(毎月発行の『連絡紙』より)

●平成31年4月号

 私達は自分の思いに随分振り回されて生きていて、しかもそのことに気づかない。自分の中から湧いて出る思いだから、振り回されていることにすら気づかない。気づかないから自分以外が悪いと宣うのが常、であるようだ。
  醒めてみれば、何事もいつも上手くいくとは限らない。いや、うまく行かないのが常であって、思い通りになることが逆に極めてまれであることに気づく。
  それなのに、上手くゆかないことを悲惨に思うし、不幸に思う。だが繰り返すが。上手くゆかないのが普段なのである。そこに未成熟で成長途上の自分を見なくてどうするというのか…。何事もうまく行かないことをそうやって捨て去って、あるいは身につけて行こうとする…。そういうことをして処理したと考えがちのようだ。しかもそういう不幸が短時間ほどよろしいと考えるようだ。
 だが未成熟な自分を抜きに問題の解決はならない。処理した事を解決したと考える人が多くおられるが、それは処理する事と学ぶという事とは大きく違うという事を知らない事の証明である。
  何事にも言える事だが、身につけるとは、数多くの失敗を経ねばならないという事である。身につけるとは学び終えて理解できたという事でもある。
  その学びに対して、失敗をしないであるいは失敗の手間を省いて、妥当か結果に至ることはあり得ない。物事の理解は失敗体験の積み重ねからしか生まれない。
  学校でも家庭でもそういうことを子に求めない。悪いことだからやってはだめだ、という教え方をする。だが言われた子供にすれば、やってみてないので何が悪いかが判らない。約束事で悪い・良いを覚えさせられる。だから良いも悪いも確信して行うことができない。そういう大人に育ってしまう。
  そういうことを子供に強いている大人こそが経験省略という簡便な育ちをしてきて、そんな自分に疑問を持っていない…。要するに経験していないことから良いことも悪いことも予想ができないのが私たちなのだ。

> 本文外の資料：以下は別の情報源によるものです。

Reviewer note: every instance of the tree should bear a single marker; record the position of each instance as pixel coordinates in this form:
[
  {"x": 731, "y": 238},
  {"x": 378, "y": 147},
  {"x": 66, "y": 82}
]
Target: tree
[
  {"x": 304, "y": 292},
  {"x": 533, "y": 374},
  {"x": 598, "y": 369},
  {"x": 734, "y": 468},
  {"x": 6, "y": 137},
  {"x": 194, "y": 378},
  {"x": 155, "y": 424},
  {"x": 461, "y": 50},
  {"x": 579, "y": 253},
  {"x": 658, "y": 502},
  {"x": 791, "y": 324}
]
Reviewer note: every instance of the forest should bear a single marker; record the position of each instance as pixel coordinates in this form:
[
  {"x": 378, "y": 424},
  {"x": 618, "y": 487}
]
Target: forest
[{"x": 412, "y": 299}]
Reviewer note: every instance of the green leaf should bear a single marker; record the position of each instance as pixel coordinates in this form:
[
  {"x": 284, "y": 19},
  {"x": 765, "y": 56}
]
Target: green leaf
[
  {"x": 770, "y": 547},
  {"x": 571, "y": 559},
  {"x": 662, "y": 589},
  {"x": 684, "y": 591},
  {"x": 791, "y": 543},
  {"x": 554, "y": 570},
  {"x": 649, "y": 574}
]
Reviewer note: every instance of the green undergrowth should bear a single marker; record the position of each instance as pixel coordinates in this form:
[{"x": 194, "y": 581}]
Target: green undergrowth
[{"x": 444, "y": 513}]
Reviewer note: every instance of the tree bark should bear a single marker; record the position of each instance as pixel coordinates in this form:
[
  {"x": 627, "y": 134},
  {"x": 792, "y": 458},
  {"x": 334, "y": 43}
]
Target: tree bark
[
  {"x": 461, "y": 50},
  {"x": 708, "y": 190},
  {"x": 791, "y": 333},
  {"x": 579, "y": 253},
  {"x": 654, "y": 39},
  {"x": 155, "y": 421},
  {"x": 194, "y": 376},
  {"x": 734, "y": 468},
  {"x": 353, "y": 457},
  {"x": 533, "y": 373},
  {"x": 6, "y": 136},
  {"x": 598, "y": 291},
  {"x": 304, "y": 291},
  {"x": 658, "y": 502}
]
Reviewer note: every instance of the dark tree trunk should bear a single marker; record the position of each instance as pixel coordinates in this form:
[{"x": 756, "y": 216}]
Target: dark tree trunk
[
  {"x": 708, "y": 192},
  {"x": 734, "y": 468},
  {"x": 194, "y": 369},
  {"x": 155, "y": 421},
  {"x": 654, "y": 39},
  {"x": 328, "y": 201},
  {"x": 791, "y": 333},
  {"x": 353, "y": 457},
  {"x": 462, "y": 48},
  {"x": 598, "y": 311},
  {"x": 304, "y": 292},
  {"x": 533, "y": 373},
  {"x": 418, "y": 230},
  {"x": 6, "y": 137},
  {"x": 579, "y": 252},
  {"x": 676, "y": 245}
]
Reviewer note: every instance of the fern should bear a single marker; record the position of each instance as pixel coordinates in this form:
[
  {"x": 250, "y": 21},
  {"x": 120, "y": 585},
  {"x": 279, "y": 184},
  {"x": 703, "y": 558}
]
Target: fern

  良いことも悪いことも、学びは結果として逞しさを自分の裡に培って行くものである。つまり学びとは経験であってしかも失敗する事である。
  成功を経験と言わないほうが良い。成功には痛みが残らないからだ。多く失敗した挙句に成功した場合にのみ、成功の痛みがついて回る。そういう人は失敗の痛みがあるから、成功に留まっていない。経験こそが一番大事で、多く経験することが大事なのだ。 
  数多くの失敗の度に自分の無力・ひ弱・狡さを教えられ、それを乗り越えねば何も解決しないことが身に染みる…そこでヒトは中身を鍛えられる。中身とは個人の人間力である。人間力が高まって個人が変わって、何事も初めて身につく様にできている。今までの自分のままで学び終える…はあり得ないのだが、そういう現実を多く目にするのも事実だ。 学ぶというと多くはスキルだけと考える。そして人間力に変化を来さないでもスキルを上げることはできる。効率よく結果を出せるように、スキルだけを教えるし覚える。そういうスキルの覚え方もある。
  だが人間力が高まっていない分、スキルを維持できない。或るいは自らスキルを下げてしまう。自分の都合で教えられたスキルを省略してしまえる。スキルが何のためのもので、何が必要か…それが判らないからだ。だから簡便にスキルを会得して何も思わない。当然、スキルの更なる高等化意識など意識に存在しない。自分の今を丁寧に生きなくてどうするというのだろう。
  身につけることと覚えることの違いは大きい。人間力の鍛錬を伴わない真実は空論でしかない。人間力の鍛錬が楽だったり楽しかったりするわけがない。楽だったり楽しかったりしたら人間力は存在できなくなる。
  現代は人数不足で資格社会…資格とは最低限スキルの維持を意味する。それなのに失敗を省略してスキルを与え、人間力を均一化している…。